UNION ALL参数化查询

时间:2019-04-02 20:10:18

标签: python sql google-bigquery

我有一个很好的查询。问题在于该查询的一部分是需要从文件中读取的字符串。查询每个字符串会产生6个输出。我需要该文件的所有结果的并集,以便最终结果是6x字符串数的表。我可以使用Python读取文件。

我已经尝试使用参数化查询。它们每个都仅基于字符串返回6行。

我的大多数Python代码都基于BigQuery的文档here

query = """
    SELECT pet_id, age, name
    FROM `myproject.mydataset.mytable`
    WHERE name = @name
    AND species = @species;
"""
query_params = [
    bigquery.ScalarQueryParameter('name', 'STRING', 'Max'),
    bigquery.ScalarQueryParameter('species', 'INT64', 'Dog'), 
    bigquery.ScalarQueryParameter('name', 'STRING', 'Alfred'), 
    bigquery.ScalarQueryParameter('species', 'INT64', 'Cat')
]
job_config = bigquery.QueryJobConfig()
job_config.query_parameters = query_params
query_job = client.query(
    query,
    # Location must match that of the dataset(s) referenced in the query.
    location='US',
    job_config=job_config)  # API request - starts the query

# Print the results
for row in query_job:
    print('{}: \t{}'.format(row.word, row.word_count))

如何获得所有这些查询结果的UNION ALL?

输出应类似于

pet_id | age | name
___________________
1      | 5   | Max
2      | 8   | Alfred

1 个答案:

答案 0 :(得分:1)

请使用公共数据查看以下示例(您也可以运行查询)

#standardSQL
SELECT * 
FROM `bigquery-public-data.baseball.schedules`
WHERE (year, duration_minutes) IN UNNEST([(2016, 187), (2016, 165), (2016, 189)])

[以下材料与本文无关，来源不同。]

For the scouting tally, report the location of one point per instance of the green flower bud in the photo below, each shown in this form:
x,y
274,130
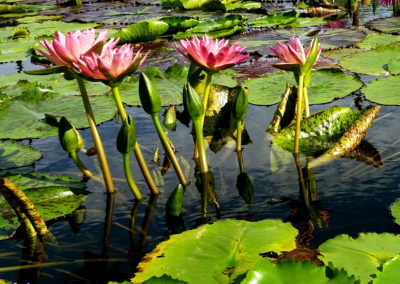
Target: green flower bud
x,y
70,139
149,97
170,118
240,104
192,102
126,138
175,202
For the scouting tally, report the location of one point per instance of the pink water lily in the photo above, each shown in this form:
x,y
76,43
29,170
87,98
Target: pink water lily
x,y
292,55
212,54
64,50
112,64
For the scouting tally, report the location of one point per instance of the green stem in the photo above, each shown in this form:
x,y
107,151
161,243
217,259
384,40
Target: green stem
x,y
129,178
299,114
138,152
306,106
200,145
239,136
168,149
80,164
96,137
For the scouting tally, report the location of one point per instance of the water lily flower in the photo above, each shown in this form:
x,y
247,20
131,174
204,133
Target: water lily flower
x,y
112,64
294,56
213,54
64,50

这里的关键是让您提供一个要用来过滤表的值数组,并使用 IN UNNEST(array_of_values)来完成工作,理想情况如下:

query = """
    SELECT pet_id, age, name
    FROM `myproject.mydataset.mytable`
    WHERE (name, species) IN UNNEST(@filter_array);
"""

不幸的是,BigQuery Python API不允许您将array< struct<string, int64> >指定为查询参数。因此,您可能必须这样做:

query = """
    SELECT pet_id, age, name
    FROM `myproject.mydataset.mytable`
    WHERE concat(name, "_", species) IN UNNEST(@filter_array);
"""
array_of_pre_concatenated_name_and_species = ['Max_Dog', 'Alfred_Cat']
query_params = [
    bigquery.ArrayQueryParameter('filter_array', 'STRING', array_of_pre_concatenated_name_and_species),
]